The greatest stories that people remember about the Sarkies from this time, recounted in the book, are about their unfailing generosity to the down and out.

But the hotel’s fortunes were now tied to imperial trade, and particularly to Penang’s regional centrality, which exposed it to great risks. By the middle of the last century, the game might have been pretty much all played out – but champagne still flowed, as the E&O was determined to give the departing colonial crowd one last good memory of the East.

The ups and downs of the hotel told through the fortunes of its owners and its guests give the hotel its unique personality. The book makes this clear through photographs, tales from the guests themselves, and, more importantly, from what those who served remember.

In this narration of the hotel’s history, the E&O’s reputation for excellence rests on the efforts of its managers, the small army of cooks, its housekeeping staff and security officers. They still, to this day, make a night at the hotel totally unforgettable.

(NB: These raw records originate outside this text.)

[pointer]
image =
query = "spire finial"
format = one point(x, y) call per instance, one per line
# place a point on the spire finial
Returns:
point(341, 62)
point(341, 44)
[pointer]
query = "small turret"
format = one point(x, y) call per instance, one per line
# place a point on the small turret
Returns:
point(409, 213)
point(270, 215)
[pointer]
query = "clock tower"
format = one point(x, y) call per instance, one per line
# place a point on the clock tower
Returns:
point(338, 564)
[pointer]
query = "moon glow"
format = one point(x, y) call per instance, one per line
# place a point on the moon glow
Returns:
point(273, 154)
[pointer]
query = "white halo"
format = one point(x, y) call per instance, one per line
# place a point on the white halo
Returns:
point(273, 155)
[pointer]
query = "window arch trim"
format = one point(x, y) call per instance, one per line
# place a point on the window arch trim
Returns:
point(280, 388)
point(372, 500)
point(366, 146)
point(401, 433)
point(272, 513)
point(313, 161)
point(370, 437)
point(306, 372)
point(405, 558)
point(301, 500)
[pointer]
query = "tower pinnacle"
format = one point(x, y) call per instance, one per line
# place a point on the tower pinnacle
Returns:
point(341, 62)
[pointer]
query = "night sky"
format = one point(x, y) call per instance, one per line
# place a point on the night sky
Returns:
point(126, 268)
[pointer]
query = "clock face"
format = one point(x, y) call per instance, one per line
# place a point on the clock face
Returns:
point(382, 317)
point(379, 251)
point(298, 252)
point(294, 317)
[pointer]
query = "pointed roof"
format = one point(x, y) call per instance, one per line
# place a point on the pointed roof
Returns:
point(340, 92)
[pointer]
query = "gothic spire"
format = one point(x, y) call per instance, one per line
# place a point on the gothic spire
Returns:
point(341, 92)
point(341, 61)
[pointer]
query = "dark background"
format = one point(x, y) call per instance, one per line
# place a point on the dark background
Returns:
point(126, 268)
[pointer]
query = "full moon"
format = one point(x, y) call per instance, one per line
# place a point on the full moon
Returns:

Of course, it is more unforgettable if one bumped into celebrities. If in the last century the E&O hosted the likes of writers Rudyard Kipling and Noel Coward, and actors Charlie Chaplin and Burt Lancester, just to name a few, it recently hosted our own Datuk Michelle Yeoh.

E&O: Pearl of Penang explains how today’s E&O is like a phoenix risen from its ashes. For over 30 years, the hotel had been in decline. Transferred from one owner to the next, there was a very real danger that no new memories would take root here.

The book’s last chapter explains how, in the late 1990s, property investors and developers Eastern & Oriental Bhd (now the E&O Group) bought the E&O and began a meticulous refurbishment that has now positioned the hotel as George Town’s heritage ambassador.

Apart from the glamour and glitz that we have come to expect of this grand dame, this beautifully restored hotel is particularly meaningful to Penangites.

In Sharp’s book we have on record the beginnings of the hospitality industry in Penang, now one of the biggest tourist ringgit earners for the State.

More importantly, the book points to a new direction where the future lies in a higher tourism offer that the E&O represents.

Undoubtedly, a lot went into the production of this coffee table book. Sharp has more than captured the glamorous in her book. She has succeeded in describing a special element of Penang, one associated with internationalism and a culture of excellence.